December 13th, 2011 / 9:59 am

“The law has long been clear that stores do not invite the public in for all purposes. A retailer is not expected to serve as a warming station for the homeless or a site for band practice. So it’s worth wondering whether it’s lawful for Amazon to encourage people to enter a store for the purpose of gathering pricing information for Amazon and buying from the Internet giant, rather than the retailer. Lawful or not, it’s an example of Amazon’s bare-knuckles approach.”

-And with this quote from a NYTimes article, Scott Turow is finally tagged at HTMLGiant.


  1. alexisorgera

      I don’t invite ChristianMingleDating to send me emails. But they do it anyway. And, yeah, that Amazon Remembers feature on my iphone is pretty enticing. What if you only buy from the used marketplace? Is that doing some kind of harm? Yeah, I guess it is.

  2. alan

      where are the homeless supposed to go to get warm?
      that seems to me the more pressing issue here

  3. NLY

      On the subject of unfair business practices, such as selling at a loss to compete not with other industry businesses but the market as a whole, I am unilaterally opposed to them. I believe they are deliberately, knowingly monopolistic techniques and an America of a different time would have long ago nipped them from our midst. As for customer poaching, digital or otherwise, welcome to the (rightly) unlegislated realm of dirty business practices.

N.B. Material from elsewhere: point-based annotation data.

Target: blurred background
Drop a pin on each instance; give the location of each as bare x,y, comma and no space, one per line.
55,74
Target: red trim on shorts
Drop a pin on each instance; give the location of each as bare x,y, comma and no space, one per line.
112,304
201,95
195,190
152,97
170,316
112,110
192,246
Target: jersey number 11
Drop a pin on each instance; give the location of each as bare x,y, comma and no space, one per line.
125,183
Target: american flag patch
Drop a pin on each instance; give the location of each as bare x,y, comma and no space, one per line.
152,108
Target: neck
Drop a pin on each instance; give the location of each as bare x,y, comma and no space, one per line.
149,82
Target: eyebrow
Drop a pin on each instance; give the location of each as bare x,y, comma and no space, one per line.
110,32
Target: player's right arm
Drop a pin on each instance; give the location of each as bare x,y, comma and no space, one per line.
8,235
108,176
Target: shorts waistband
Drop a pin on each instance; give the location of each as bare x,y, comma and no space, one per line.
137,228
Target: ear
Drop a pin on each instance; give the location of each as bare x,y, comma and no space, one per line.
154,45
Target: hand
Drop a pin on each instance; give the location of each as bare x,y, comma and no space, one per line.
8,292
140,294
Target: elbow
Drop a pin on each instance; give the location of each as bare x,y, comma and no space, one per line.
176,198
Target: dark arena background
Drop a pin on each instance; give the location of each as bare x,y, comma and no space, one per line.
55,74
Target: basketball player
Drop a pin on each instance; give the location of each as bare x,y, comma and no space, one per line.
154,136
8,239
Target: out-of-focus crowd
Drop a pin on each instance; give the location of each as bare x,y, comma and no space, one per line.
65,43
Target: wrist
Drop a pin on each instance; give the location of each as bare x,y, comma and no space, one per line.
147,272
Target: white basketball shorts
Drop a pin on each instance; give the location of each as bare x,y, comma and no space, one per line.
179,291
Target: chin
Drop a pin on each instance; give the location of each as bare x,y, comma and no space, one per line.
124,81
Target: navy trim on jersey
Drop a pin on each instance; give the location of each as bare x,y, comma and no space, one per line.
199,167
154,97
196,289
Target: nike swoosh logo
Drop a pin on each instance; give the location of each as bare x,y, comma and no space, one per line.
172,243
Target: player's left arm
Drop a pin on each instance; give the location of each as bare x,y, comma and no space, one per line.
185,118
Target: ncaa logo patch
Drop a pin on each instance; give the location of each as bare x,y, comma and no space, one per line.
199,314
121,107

This wouldn’t mean anything if they couldn’t really guarantee, through the former, much nastier means, that 99.9 percent of the time their prices would be lower. In a closer market, that guarantee would be improbable, if not impossible.

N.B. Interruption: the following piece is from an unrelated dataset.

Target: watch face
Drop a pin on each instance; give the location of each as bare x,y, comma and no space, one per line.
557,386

      As for the broader issue as a whole, I’ve been mulling over it for some time, like most of us probably have. I use Amazon and I use bookstores. I’ve been using bookstores for a long time, and I don’t want them to go away, but then again I’m much more worried about libraries, and no one much seems to give a damn about them disappearing. Wrong end of history, on that count, I suppose. And I guess I remain skeptical that people really care all that much about these bookstores. Of course the writers do, and they’re primarily where you see most of the fuss raised, along with a certain sizable portion of the reading public who will express their dismay in passing, but I’m not convinced of two basic premises: 1. That bookstores are being eradicated, or 2. That there ever was such a thing as a book economy which was capable of servicing the full literate public of these United States in the past. I can understand, and fiercely sympathize with, a despair over a book store culture which is both familiar and immensely central to several full generations, now, of the American intellectual world–an intellectual world that prior to these few generations was sustained almost entirely on the backs of public and private libraries. Personal book ownership of the kind that would require a mass of healthy, maintained bookstores is a very recent, very middle class phenomenon, and it will no doubt be a difficult adjustment for these stores, but the reality is that the market was always going to evolve beyond them–always. Added in with the righteous response to virulent business climates, there is an element of nostalgia and unrealistic perspectives on the forces at work. The fact is, most of the country has never had an intimate relationship with the idea of the bookshop, and most of it never will. As the literate public expands–or, perhaps more accurately, the readerly public–the market will accommodate it.

  4. Hank

      If you’re in New York you can presumably panhandle fifteen dollars to take a Chinatown bus from there to Richmond, VA and then once in Richmond panhandle a few more bucks for a Chinatown to I think Key West, Florida or something like that.  Pretty sure it’s warm down there.  Spring comes, take the Chinatown back north again.